If $p:\tilde{X}\rightarrow X$ is a covering projection then I know that for every point $x \in X$ the fibre above $x$, i.e $p^{-1}(x)$, has the discrete topology. Here $p$ being a covering map means that it is a continuous, surjective, and every $x \in X$ has a neighborhood $U$ such that $p^{-1}(U)$ is homeomorphic to a disjoint union of copies of $U$, each of which mapped homeomorphically to $U$ through $p$.

Is the converse true? I.e, if $\forall x\in X$ if $p^{-1}(x)$ has the discrete topology and p is also a quotient map then is it true that $p$ is a covering projection? Or is there a counter example for the same?

I am not sure how to proceed in either direction. Hints will be appreciated.

Thanks!

Answer 1

No, that's not true.
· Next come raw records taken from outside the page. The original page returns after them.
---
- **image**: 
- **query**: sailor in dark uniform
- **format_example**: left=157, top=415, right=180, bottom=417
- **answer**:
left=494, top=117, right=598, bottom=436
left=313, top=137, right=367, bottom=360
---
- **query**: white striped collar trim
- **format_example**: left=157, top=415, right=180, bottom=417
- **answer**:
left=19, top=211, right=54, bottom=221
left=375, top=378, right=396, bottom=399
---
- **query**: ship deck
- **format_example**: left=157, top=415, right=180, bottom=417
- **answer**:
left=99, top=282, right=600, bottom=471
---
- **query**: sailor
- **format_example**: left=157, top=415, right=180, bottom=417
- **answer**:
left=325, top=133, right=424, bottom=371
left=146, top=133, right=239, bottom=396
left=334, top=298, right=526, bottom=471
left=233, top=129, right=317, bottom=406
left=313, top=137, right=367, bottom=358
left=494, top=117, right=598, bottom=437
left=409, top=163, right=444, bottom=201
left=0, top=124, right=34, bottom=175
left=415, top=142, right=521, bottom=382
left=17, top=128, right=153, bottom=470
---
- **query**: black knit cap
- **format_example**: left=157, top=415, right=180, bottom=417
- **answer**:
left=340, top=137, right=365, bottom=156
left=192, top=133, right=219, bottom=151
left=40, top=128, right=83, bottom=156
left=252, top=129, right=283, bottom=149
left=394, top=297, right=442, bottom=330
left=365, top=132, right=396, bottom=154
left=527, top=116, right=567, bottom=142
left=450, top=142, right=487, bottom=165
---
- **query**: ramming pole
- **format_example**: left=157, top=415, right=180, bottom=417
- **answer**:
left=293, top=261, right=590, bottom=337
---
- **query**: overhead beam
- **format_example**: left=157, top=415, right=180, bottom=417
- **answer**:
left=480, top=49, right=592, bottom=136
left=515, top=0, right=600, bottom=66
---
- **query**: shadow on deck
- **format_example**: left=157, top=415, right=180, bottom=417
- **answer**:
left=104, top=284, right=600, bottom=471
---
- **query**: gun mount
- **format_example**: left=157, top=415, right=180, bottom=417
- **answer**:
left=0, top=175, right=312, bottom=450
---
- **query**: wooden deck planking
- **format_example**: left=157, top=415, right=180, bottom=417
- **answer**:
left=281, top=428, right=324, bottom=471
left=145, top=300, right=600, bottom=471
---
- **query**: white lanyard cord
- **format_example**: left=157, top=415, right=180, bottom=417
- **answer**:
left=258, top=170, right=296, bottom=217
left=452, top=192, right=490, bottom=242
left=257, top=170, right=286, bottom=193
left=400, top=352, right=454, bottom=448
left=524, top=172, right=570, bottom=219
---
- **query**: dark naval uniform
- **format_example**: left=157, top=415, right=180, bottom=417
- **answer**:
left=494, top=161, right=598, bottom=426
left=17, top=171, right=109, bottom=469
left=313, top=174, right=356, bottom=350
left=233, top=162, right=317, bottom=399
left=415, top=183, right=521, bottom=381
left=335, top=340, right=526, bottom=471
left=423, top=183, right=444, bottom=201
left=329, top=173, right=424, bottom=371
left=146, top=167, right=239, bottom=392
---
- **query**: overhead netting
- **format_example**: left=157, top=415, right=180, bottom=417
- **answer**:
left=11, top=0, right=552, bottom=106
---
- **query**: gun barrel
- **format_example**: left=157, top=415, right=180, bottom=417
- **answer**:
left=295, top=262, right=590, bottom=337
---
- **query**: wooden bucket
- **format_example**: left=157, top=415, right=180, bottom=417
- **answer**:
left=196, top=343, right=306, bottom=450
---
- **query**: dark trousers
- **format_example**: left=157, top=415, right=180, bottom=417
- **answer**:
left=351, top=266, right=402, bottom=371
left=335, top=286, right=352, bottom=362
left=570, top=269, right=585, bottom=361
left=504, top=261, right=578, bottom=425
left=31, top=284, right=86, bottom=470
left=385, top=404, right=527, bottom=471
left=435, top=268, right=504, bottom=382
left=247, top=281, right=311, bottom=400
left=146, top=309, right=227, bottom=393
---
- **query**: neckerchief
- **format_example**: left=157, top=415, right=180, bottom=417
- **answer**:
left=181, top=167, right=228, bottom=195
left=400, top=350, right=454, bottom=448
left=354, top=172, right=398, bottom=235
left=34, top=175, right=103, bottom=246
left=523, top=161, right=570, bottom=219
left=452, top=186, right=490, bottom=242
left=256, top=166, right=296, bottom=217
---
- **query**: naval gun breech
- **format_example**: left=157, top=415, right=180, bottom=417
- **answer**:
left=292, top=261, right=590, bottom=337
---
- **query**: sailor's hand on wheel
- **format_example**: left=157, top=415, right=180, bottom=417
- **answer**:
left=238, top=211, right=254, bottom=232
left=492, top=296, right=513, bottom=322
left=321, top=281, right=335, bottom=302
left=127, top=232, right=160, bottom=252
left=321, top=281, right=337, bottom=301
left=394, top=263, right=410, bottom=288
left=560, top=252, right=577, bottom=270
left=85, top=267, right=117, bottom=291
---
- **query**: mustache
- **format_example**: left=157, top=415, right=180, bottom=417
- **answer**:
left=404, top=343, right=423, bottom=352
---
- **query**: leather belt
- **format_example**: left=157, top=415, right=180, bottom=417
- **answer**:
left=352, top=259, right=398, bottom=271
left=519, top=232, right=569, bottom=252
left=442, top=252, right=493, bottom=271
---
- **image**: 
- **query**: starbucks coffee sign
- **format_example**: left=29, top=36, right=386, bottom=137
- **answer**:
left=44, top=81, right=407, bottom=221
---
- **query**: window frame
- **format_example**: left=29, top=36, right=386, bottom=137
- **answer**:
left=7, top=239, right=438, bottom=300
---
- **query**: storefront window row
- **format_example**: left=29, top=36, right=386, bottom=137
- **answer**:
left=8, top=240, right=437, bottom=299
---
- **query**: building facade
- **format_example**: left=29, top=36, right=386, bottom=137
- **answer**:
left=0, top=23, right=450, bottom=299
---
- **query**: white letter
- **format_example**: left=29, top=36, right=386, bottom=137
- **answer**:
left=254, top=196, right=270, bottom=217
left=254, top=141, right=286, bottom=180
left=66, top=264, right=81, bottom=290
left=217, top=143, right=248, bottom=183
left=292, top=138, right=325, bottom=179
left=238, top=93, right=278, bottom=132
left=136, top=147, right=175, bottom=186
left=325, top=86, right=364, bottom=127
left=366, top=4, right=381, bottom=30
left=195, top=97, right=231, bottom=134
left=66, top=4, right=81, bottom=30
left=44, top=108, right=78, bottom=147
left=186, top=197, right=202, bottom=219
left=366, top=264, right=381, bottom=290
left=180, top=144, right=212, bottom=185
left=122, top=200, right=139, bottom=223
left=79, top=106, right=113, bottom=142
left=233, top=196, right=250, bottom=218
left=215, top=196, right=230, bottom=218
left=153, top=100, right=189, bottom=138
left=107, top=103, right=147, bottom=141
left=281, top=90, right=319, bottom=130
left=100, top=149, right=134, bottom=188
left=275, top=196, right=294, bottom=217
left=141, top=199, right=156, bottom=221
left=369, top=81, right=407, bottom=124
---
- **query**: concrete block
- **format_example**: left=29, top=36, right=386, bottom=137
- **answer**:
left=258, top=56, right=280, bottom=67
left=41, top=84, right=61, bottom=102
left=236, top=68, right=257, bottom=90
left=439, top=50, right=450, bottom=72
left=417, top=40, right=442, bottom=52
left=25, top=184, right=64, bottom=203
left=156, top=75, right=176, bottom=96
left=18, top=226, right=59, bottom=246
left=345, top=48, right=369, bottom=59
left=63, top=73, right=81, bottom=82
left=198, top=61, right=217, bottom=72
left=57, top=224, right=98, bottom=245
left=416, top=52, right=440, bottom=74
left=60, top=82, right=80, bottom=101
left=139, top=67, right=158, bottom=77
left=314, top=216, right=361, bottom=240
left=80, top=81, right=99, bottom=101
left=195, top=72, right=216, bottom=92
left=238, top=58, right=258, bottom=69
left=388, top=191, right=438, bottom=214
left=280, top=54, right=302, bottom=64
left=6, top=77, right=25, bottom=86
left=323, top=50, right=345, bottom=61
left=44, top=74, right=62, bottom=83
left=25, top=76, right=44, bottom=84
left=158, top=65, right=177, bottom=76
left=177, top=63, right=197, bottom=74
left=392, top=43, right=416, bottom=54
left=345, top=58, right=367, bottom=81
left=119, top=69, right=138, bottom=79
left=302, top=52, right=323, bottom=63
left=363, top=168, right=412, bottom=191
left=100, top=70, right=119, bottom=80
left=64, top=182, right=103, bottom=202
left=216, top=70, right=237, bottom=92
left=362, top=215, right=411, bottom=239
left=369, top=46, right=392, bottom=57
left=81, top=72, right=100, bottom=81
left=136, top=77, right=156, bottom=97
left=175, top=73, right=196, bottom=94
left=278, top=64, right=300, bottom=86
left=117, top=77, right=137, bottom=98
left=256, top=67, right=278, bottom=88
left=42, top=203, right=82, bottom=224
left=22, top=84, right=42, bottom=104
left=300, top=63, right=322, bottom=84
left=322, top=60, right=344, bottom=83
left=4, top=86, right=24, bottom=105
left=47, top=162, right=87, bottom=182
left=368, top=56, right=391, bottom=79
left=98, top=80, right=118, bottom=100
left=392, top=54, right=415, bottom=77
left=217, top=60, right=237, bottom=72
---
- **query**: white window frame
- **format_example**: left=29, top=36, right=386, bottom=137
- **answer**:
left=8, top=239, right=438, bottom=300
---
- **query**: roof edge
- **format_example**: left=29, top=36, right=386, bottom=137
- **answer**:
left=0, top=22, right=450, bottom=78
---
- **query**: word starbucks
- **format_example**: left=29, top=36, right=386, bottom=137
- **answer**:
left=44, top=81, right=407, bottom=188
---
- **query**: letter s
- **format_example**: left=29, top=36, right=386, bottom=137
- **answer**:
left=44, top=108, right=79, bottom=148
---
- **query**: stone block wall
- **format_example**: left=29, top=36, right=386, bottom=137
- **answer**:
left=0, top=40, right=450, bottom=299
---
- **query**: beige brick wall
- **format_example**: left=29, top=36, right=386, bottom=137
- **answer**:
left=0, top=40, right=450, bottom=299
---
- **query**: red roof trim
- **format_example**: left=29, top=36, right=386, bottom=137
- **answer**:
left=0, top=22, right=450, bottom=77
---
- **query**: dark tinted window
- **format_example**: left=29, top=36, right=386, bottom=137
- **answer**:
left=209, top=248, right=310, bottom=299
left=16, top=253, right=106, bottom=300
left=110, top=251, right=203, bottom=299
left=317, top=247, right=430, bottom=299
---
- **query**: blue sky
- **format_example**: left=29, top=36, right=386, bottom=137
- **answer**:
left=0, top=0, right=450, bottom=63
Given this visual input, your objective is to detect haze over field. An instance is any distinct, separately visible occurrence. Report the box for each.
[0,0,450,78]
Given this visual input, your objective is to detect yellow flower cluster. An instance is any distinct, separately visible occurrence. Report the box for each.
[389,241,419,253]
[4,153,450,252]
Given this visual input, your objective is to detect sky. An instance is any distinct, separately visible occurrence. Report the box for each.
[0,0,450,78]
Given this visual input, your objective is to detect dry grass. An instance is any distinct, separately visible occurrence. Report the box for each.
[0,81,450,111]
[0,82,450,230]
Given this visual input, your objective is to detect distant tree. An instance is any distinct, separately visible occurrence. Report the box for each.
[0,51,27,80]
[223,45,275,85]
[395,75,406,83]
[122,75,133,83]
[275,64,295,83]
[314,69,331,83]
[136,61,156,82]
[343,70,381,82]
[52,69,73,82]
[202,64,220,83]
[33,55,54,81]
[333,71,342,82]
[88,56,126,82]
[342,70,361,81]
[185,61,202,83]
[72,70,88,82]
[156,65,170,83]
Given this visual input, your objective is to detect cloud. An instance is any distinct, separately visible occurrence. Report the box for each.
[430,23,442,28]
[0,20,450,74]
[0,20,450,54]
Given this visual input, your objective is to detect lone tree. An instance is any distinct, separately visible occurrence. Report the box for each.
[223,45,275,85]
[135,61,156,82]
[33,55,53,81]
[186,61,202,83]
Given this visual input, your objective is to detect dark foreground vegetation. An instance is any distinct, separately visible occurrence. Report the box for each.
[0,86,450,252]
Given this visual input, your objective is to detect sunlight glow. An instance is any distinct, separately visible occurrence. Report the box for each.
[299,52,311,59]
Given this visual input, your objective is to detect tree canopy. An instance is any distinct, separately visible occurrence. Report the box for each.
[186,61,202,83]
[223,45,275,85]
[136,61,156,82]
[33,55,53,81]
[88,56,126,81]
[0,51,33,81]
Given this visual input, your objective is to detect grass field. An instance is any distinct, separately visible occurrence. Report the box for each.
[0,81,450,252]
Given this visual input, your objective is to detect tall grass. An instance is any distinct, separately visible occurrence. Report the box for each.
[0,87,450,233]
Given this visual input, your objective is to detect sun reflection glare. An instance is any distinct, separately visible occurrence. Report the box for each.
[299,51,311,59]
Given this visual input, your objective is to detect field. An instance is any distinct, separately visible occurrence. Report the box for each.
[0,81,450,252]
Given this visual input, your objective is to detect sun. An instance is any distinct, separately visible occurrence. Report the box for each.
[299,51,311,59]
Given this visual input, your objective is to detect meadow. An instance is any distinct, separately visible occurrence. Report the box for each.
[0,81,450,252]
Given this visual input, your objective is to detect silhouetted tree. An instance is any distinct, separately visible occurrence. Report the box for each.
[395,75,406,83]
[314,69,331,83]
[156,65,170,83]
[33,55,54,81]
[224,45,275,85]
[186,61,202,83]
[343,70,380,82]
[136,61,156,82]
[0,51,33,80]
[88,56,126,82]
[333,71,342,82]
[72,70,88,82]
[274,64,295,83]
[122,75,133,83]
Consider $p : \mathbb R \to [0, +\infty)$, $x \mapsto x^2$. Every fiber is a finite discrete set, and it is a quotient map: it's surjective, continuous, and $U \subset [0, +\infty)$ is open iff its preimage is open:

• Suppose $U$ is open, and let $x \in p^{-1}(U)$. Then $x^2 \in U$, so there's a small neighborhood of $x^2$ contained in $U$. If $x = 0$ this small neighborhood can be taken to be $[0, \epsilon)$, and then $(-\sqrt{\epsilon}, \sqrt{\epsilon}$ is a small neighborhood of $0$ contained in $p^{-1}(U)$. Otherwise the preimage of an open interval around $x^2$ contains an open interval around $x$. In both cases $p^{-1}(U)$ contains a neighborhood of $x$. This was true for any $x$, so $p^{-1}(U)$ is open.
• Suppose $p^{-1}(U)$ is open and let $x \in U$, $x = y^2$ for $y \in U$. $p^{-1}(U)$ contains a small interval around $y$, and the image through $p$ of this interval is again an interval, containing $y^2 = x$. Again by looking at both cases ($x = 0$, $x \neq 0$) you can prove this is either an interval of the type $[0,\epsilon)$ or an open interval, both of which are open in $[0, +\infty)$. Thus $U$ is open.

But this isn't a covering map, because otherwise the fiber would have constant cardinality, which isn't the case.

It's really necessary to have the condition that the fiber "stays the same over a neighborhood" (and varies continuously), and this is precisely what the definition of a covering map encodes.